Gold and silver prices paused for breath yesterday following their price breakouts last week. Gold for April delivery at the New York Comex settled down 0.1% at $1,734.40 per troy ounce, while silver for March delivery lost 26 cents (0.8%), settling at $33.53 per troy ounce. Both metals have however put in good showings in trading today, with the gold price hitting $1,740 and silver just a whisker away from $34.
Gains in the US dollar yesterday hurt commodities generally, though this morning the Dollar Index has fallen back below 79. This is largely because of growing optimism among traders that eurozone officials and Greece’s private creditors are close to some sort of deal to “restructure” that nation’s debt.
This “restructuring” is de facto default (in what other walk of life would a debtor’s failure to repay 70% of the principal be talked of as anything other than a default?) but as discussed by Jim Sinclair in an interview on the Ellis Martin Report, a de jure declaration of default by the International Swaps & Derivatives Association (ISDA) carries potentially serious implications for the banks that have written the vast bulk of the credit default swaps on Greek debt.
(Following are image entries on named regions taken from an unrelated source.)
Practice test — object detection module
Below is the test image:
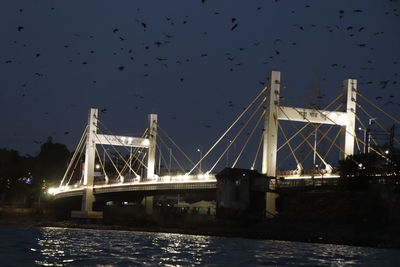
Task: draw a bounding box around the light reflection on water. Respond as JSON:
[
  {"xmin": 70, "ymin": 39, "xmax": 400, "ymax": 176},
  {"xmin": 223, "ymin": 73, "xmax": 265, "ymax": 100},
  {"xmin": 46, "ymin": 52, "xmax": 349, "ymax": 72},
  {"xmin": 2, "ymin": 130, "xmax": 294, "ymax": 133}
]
[{"xmin": 0, "ymin": 227, "xmax": 400, "ymax": 266}]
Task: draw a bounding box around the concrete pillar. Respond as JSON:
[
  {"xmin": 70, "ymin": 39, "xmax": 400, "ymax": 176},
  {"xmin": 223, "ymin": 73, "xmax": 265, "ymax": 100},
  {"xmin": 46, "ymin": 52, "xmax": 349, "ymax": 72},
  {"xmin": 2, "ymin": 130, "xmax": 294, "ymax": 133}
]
[
  {"xmin": 142, "ymin": 196, "xmax": 154, "ymax": 215},
  {"xmin": 261, "ymin": 71, "xmax": 281, "ymax": 176},
  {"xmin": 147, "ymin": 114, "xmax": 157, "ymax": 179},
  {"xmin": 71, "ymin": 108, "xmax": 103, "ymax": 218},
  {"xmin": 339, "ymin": 79, "xmax": 357, "ymax": 160},
  {"xmin": 265, "ymin": 192, "xmax": 279, "ymax": 215},
  {"xmin": 81, "ymin": 108, "xmax": 98, "ymax": 212}
]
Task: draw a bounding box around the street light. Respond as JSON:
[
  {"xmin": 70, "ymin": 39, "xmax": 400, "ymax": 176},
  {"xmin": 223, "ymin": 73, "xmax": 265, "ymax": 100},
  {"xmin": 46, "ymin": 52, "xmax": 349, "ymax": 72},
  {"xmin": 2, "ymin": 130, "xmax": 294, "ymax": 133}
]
[
  {"xmin": 197, "ymin": 148, "xmax": 202, "ymax": 173},
  {"xmin": 358, "ymin": 127, "xmax": 367, "ymax": 154},
  {"xmin": 226, "ymin": 140, "xmax": 232, "ymax": 167},
  {"xmin": 367, "ymin": 117, "xmax": 376, "ymax": 153}
]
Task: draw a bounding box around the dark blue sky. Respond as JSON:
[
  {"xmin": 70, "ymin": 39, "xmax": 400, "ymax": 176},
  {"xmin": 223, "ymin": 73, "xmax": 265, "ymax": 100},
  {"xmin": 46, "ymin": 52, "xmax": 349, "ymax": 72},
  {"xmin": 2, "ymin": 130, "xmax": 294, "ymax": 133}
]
[{"xmin": 0, "ymin": 0, "xmax": 400, "ymax": 170}]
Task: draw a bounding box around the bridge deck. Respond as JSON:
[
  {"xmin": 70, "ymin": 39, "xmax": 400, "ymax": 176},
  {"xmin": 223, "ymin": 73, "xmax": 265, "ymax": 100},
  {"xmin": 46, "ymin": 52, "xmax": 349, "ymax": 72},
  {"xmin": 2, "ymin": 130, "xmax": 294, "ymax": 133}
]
[{"xmin": 52, "ymin": 175, "xmax": 339, "ymax": 199}]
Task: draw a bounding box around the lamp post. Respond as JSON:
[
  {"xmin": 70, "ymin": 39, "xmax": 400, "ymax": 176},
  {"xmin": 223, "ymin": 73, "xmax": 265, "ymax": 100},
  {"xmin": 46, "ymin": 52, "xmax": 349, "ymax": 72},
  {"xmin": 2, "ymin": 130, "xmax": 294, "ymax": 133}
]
[
  {"xmin": 226, "ymin": 140, "xmax": 232, "ymax": 167},
  {"xmin": 197, "ymin": 148, "xmax": 202, "ymax": 173},
  {"xmin": 358, "ymin": 127, "xmax": 367, "ymax": 154},
  {"xmin": 366, "ymin": 117, "xmax": 376, "ymax": 153}
]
Credit default swaps are insurance on default – the “writer” of the swap agreeing to pay insurance on a default in return for payments from those who have bought the insurance.
Meanwhile in China, increased gold sales are being interpreted by many analysts as a harbinger of serious problems for the Chinese economy. Forbes contributor Gordon Chang notes “the growing sense of pessimism inside the country”, with US$34 billion of capital flight in the third quarter 2011 increasing to $100bn in Q4. Many Chinese are buying gold as a means of divesting themselves from country’s property and stock markets – all of which serves to create a “vicious circle” whereby capital flight leads to falling economic indicators, and thus more pessimism about the economy and even more selling.
Thus, says Michael Pettis of Peking University, “many are going to argue that the rapid decline in the trade surplus, coupled with unmistakable evidence of flight capital, means that the PBOC (People’s Bank of China) should devalue the RMB.”
A devaluation of the RMB looks increasingly inevitable, given both China’s long-standing preference for mercantilist trade policies, the fact that received economic wisdom has it that cheapening your currency is the best way to fight recession, and the truism that most politicians everywhere are loathe to countenance even the merest hint of deflation.
So the Chinese will print money in an effort to regain export advantage – just as the Americans have been doing over the last three years, and just as Europeans have also been doing. But as commented before on this site, in these “Currency Wars” countries cannot all devalue their currencies against other currencies – but they certainly can all devalue against gold.